NVIDIA Introduces X-Token: Projection-Guided Cross-Tokenizer KD That Outperforms GOLD by +3.82 Average Points on Llama-3.2-1B
Knowledge distillation (KD) transfers “darkish data” from a big instructor mannequin to a smaller pupil. The pupil learns from the instructor’s full output chance distribution over tokens, not simply appropriate solutions. This is finished through per-position Kullback–Leibler (KL) divergence over next-token chance distributions.
This formulation requires a shared tokenizer. A practitioner dedicated to Llama-3.2-1B can not leverage stronger lecturers with incompatible tokenizers — similar to Phi-4-mini or Qwen3-4B — as a result of token positions don’t correspond throughout vocabularies. This additionally prevents multi-teacher distillation throughout tokenizer households.
NVIDIA researchers launched X-Token, a logit-distribution-based methodology for cross-tokenizer KD (Knowledge distillation). It operates as a drop-in alternative for the usual KD loss, requiring no auxiliary trainable parts and no architectural adjustments.
The Problem X-Token is Solving
Two prior approaches dominate cross-tokenizer KD. ULD (Universal Logit Distillation) sidesteps vocabulary alignment by rank-sorting each distributions and minimizing L1 distance. It discards token identification totally. GOLD provides span alignment and a hybrid loss. It partitions tokens right into a 1-to-1 string-matched widespread subset, skilled with KL divergence, and an unusual the rest, skilled with ULD-style rank matching.
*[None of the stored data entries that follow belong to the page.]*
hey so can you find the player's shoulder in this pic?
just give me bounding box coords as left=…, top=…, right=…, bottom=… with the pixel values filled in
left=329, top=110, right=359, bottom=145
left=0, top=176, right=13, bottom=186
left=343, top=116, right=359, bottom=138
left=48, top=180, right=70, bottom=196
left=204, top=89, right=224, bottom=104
GOLD is the present cutting-edge.
The analysis group identifies two structural failures in GOLD’s design:
Failure 1: Uncommon-token failure– When tokenizers fragment textual content otherwise, crucial tokens fall into the unequalled unusual subset. Llama-3 packs multi-digit numbers as single tokens — “201” is one token. Qwen3 splits them digit by digit: “2”, “0”, “1”. Under GOLD, all 1,100 of Llama’s two- and three-digit numerals (100 two-digit, 1,000 three-digit) fall into the unusual set when Qwen3-4B is the instructor. Those tokens obtain two varieties of dangerous sign: identity-agnostic noise from rank-based ULD matching, and suppressive gradients from the common-KL time period performing via the full-vocabulary softmax. The end result: GSM8k accuracy drops to 2.56 below GOLD with Qwen3-4B, in comparison with 12.89 for same-tokenizer KD from a weaker Llama-3.2-3B instructor.
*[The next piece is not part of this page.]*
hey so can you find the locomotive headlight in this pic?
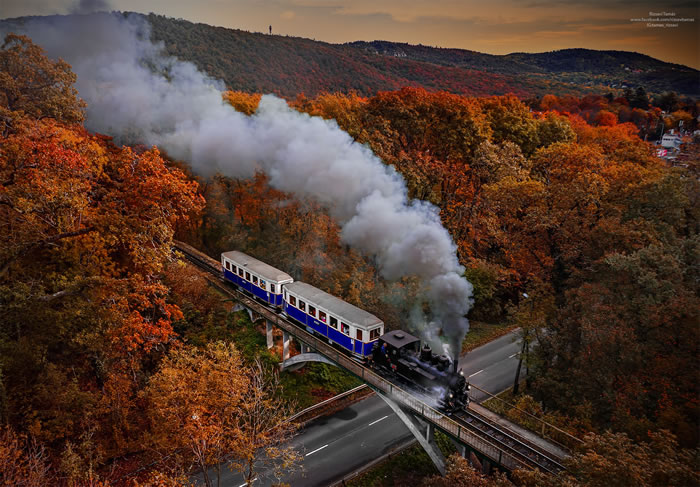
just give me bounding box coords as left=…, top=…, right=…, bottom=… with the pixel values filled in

Failure 2: Over-conservative matching– GOLD makes use of strict string equality to outline the widespread subset. A pupil token Hundreds corresponds to instructor tokens Hund adopted by reds below teacher-side re-tokenization, however strict matching discards this pair. Useful alignment sign is misplaced even when the correspondence is well-formed.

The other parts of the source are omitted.